So you know a lot about your databases right? You’re familiar with their schemas and tables and the queries that run on them. Personally I use sys.dm_exec_query_stats to understand what the most popular queries are.
But I recently started wondering about popular table joins.
I was wondering: “What tables in my database are most commonly joined together?” I already have a pretty good idea based on the data model. But I wanted to find out if the popular queries are in sync with my understanding. Unfortunately there’s no system view called sys.dm_exec_join_stats. The whole reason that I was curious is that I wanted to find a set of common table joins whose queries might be improved with a indexed view.

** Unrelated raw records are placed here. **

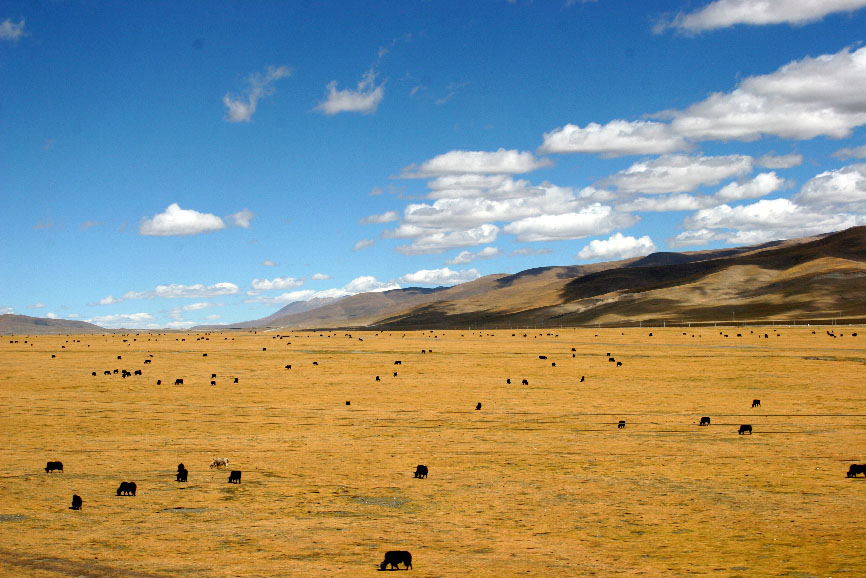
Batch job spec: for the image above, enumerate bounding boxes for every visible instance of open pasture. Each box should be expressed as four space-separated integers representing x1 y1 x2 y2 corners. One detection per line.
1 327 865 577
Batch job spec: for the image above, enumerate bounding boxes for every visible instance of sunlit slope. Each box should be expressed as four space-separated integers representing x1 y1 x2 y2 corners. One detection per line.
363 227 866 328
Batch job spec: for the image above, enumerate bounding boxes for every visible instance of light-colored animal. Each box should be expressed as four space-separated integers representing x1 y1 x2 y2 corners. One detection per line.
210 457 229 469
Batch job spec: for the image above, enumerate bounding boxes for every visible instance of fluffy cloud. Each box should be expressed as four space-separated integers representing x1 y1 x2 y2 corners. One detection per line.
121 282 240 300
668 228 726 248
223 65 291 123
343 276 400 293
795 164 866 207
503 204 637 242
87 313 155 329
229 208 254 228
392 224 499 255
399 267 481 286
99 295 122 305
682 198 866 243
0 18 26 42
577 233 657 261
617 193 711 213
353 239 375 251
262 260 277 267
539 120 690 157
311 273 330 280
401 148 552 178
658 0 866 33
604 154 753 194
139 203 226 236
666 46 866 141
361 211 399 224
315 68 384 115
0 306 14 314
714 172 788 202
447 247 501 265
392 184 588 238
250 276 304 291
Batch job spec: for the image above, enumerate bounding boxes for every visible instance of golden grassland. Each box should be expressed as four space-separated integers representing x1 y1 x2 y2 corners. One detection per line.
1 327 865 577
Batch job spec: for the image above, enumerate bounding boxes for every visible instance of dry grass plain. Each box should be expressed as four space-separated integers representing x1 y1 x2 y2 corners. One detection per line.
1 327 865 577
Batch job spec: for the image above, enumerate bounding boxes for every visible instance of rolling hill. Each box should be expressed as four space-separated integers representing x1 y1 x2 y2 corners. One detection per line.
0 315 106 335
215 227 866 330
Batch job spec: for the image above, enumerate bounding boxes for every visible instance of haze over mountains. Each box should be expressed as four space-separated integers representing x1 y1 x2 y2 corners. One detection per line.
6 227 866 334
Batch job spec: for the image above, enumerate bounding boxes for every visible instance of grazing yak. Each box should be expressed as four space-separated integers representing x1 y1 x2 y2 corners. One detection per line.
847 464 866 478
174 378 183 385
618 420 626 429
380 550 412 571
476 402 482 410
414 465 428 479
228 470 242 484
752 399 761 408
116 482 137 496
521 379 529 385
210 457 229 469
176 464 188 482
700 417 711 426
45 461 63 473
70 494 82 510
739 424 752 435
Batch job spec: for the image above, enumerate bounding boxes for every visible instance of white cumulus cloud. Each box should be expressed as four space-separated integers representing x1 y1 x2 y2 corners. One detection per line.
311 273 330 280
399 267 481 286
577 233 657 261
447 247 501 265
139 203 226 236
401 148 552 178
121 282 240 300
353 239 375 251
87 313 155 329
250 277 304 291
714 172 788 202
658 0 866 33
315 68 385 115
795 164 866 207
223 65 291 123
393 224 500 255
604 154 754 194
503 204 637 242
666 46 866 141
539 120 690 157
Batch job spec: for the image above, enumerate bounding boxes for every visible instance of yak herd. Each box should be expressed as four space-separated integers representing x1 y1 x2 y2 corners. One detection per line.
34 327 866 572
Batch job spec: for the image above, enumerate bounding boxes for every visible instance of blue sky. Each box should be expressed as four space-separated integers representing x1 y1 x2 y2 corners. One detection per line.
2 0 866 329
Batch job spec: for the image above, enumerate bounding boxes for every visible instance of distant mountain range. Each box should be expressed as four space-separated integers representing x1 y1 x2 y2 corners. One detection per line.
199 226 866 330
7 227 866 335
0 315 105 335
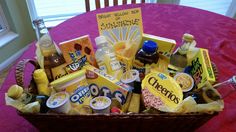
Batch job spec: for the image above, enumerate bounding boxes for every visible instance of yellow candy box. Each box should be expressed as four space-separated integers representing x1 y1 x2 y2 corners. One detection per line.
189 48 216 88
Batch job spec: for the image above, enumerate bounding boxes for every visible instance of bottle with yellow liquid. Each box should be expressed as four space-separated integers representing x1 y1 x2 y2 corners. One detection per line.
95 36 123 79
33 19 67 82
170 33 195 71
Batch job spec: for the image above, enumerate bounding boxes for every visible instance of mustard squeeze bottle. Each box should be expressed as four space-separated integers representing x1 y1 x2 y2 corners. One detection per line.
33 69 51 96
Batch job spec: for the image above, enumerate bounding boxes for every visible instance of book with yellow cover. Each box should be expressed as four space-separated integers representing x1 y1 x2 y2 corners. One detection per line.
189 48 216 88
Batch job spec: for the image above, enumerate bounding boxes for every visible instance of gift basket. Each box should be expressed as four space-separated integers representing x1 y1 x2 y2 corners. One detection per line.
5 8 235 131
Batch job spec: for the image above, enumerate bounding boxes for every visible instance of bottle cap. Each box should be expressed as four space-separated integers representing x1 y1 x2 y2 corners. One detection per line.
7 85 24 99
32 18 44 26
182 33 194 42
33 69 48 81
95 36 107 46
142 40 158 54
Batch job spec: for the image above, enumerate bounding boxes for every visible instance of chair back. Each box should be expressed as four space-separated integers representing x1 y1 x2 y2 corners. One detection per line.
85 0 146 12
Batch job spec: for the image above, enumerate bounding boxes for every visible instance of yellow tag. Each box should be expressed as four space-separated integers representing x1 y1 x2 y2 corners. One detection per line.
51 64 69 80
142 72 183 112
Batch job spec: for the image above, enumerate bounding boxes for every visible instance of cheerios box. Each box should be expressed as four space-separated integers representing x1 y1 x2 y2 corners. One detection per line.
189 48 216 88
83 65 133 106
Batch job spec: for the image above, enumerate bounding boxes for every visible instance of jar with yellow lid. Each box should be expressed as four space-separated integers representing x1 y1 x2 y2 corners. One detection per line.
170 33 195 71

So I wrote something that gives me a bit of an idea. It’s a query that looks at cached query plans and counts nested loop joins (multiplied by execution count).
USE tempdb; SET TRANSACTION ISOLATION LEVEL READ UNCOMMITTED; BEGIN TRANSACTION ;WITH XMLNAMESPACES (DEFAULT 'http://schemas.microsoft.com/sqlserver/2004/07/showplan') select cp.usecounts as numberOfJoins, seeknodes.query('.') as plansnippet into #my_joins from sys.dm_exec_cached_plans cp cross apply sys.dm_exec_query_plan(cp.plan_handle) as qp cross apply query_plan.nodes('/ShowPlanXML/BatchSequence/Batch/Statements/StmtSimple/QueryPlan//SeekKeys/Prefix[@ScanType="EQ"]') as seeks(seeknodes) where seeknodes.exist('./RangeColumns/ColumnReference[1]/@Database') = 1 and seeknodes.exist('./RangeExpressions/ScalarOperator/Identifier/ColumnReference[1]/@Database') = 1; WITH XMLNAMESPACES ('http://schemas.microsoft.com/sqlserver/2004/07/showplan' as p1) select sum(numberOfJoins) as [Number Of Joins], myValues.lookupTable + '(' + myValues.lookupColumn + ')' as lookupColumn, myValues.expressionTable + '(' + myValues.expressionColumn + ')' as expressionColumn from #my_joins cross apply plansnippet.nodes('./p1:Prefix/p1:RangeColumns/p1:ColumnReference[1]') as rangeColumns(rangeColumnNodes) cross apply plansnippet.nodes('./p1:Prefix/p1:RangeExpressions/p1:ScalarOperator/p1:Identifier/p1:ColumnReference[1]') as rangeExpressions(rangeExpressionNodes) cross apply ( select rangeColumnNodes.value('@Database', 'sysname') as lookupDatabase, rangeColumnNodes.value('@Schema', 'sysname') as lookupSchema, rangeColumnNodes.value('@Table', 'sysname') as lookupTable, rangeColumnNodes.value('@Column', 'sysname') as lookupColumn, rangeExpressionNodes.value('@Database', 'sysname') as expressionDatabase, rangeExpressionNodes.value('@Schema', 'sysname') as expressionSchema, rangeExpressionNodes.value('@Table', 'sysname') as expressionTable, rangeExpressionNodes.value('@Column', 'sysname') as expressionColumn ) as myValues where myValues.expressionTable != myValues.lookupTable group by myValues.lookupTable, myValues.lookupColumn, myValues.expressionTable, myValues.expressionColumn order by SUM(numberOfJoins) desc; rollback; |
Some caveats:
- Parsing xml takes a lot of time and a lot of CPU (the subtree cost is huge and execution time is measured in seconds or minutes)
- It’s only useful on a system that is used a lot (as opposed to a dev database).
- It only reports statistics about queries that are found in cached plans. So the stats are only relevant since the last server restart
- It only counts loop joins (not hash or merge joins)
- If you want, you can adjust the query to include schema and database names in the results
I hope you find it useful. This query gives hints for further investigation into potential indexed views. It worked well for me and so I thought it was worth sharing. I ran this query against a server I know well and I was surprised at some of the results. Good luck.